By Cindy O. Herman
The Daily Item
Now that I think of it, it’s probably a little bewildering to outsiders, especially when talking about things that need washed. I wasn’t going to mention this, but … a lot of people around here say, “warshed.” I don’t know why. But it makes things just a little weirder when you hear someone say, “My hairs need warshed” or “The table needs warshed.” Of course, instead of simply warshing something, we usually redd things up while we’re at it. “Redd up” is another little Pennsylvania Dutch expression that, loosely translated, means, “clean it up, ship-shape.”
And believe me, when it’s time for spring cleaning, lots of things need redd up. And, OK, as long as we’re airing our dirty laundry, I’ll just come clean here and let it all out: A lot of us have a funny way of saying “clothes,” too. For some reason, we drop the “s” and call them “clothe,” as in, “The clothe need to be washed.” Only we would say, “The clothe need warshed.”
It’s funny that we call clothes “clothe,” when we say bath instead of “bathe.” You may think you’ve heard wrong when your Central Pennsylvania neighbor says, “I just bath’d the baby,” but you didn’t. They said “bath’d.” And they meant “bathed.” It’s all just part of the joy of growing up — and talking — here.

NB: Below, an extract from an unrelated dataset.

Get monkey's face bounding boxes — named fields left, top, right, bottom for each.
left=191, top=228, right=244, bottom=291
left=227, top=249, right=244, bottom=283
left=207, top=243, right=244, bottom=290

I think one thing is very obvious, however, and that’s the importance Central Pennsylvanians put on cleanliness, what with all this warshing and bath’ing going on. Sure, we may have a few wacky ways of “sprechen sie-ing,” but we’re good and clean, our houses are swept and scrubbed, and when our lawns need mowed, we get right to work. And we don’t waste time worrying about whether they need “to be” or not.